Hypoxia induces intercellular adhesion molecule-1 on cultured human tubular cells

Abstract

The adverse effects of acute renal ischemia are partly mediated through an infiltration of inflammatory cells into the tubulointerstitium. The expression of adhesion molecules such as intercellular adhesion molecule-1 (ICAM-1) by resident renal cells (endothelial cells and tubular cells) may facilitate this process. We investigated whether hypoxia stimulates the expression of ICAM-1 by cultured human proximal tubular cells (HPTC). Hypoxic culture conditions (PO2 < 4 kPa) stimulated the expression of ICAM-1 by HPTC in a time-dependent manner (P < 0.0001) as demonstrated by quantitative flow cytometry analysis. Quantitative PCR demonstrated an increase in ICAM-1 transcription. Re-oxygenation of tubular cells did not increase ICAM-1 expression further.

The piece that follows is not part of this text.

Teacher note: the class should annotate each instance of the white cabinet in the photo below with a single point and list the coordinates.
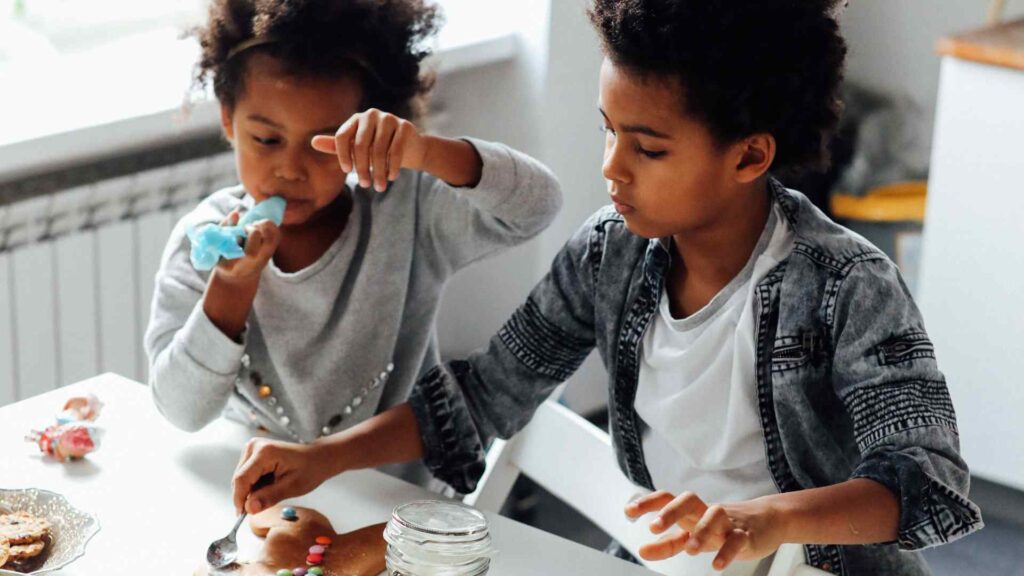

TNF alpha concentration in culture supernatants increased with hypoxia, but blocking experiments demonstrated that TNF alpha was not implicated in hypoxia-induced expression of ICAM-1. Furthermore, the cytokines IL-6 and IL-1 beta were not involved, but the effect of hypoxia was blocked by PDTC, an antioxidant that may inhibit the activation of the transcription factor NF-kappa B. These data demonstrate that hypoxia is a stimulus that induces the synthesis and expression of the adhesion molecule ICAM-1, presumably via the activation of NF-kappa B.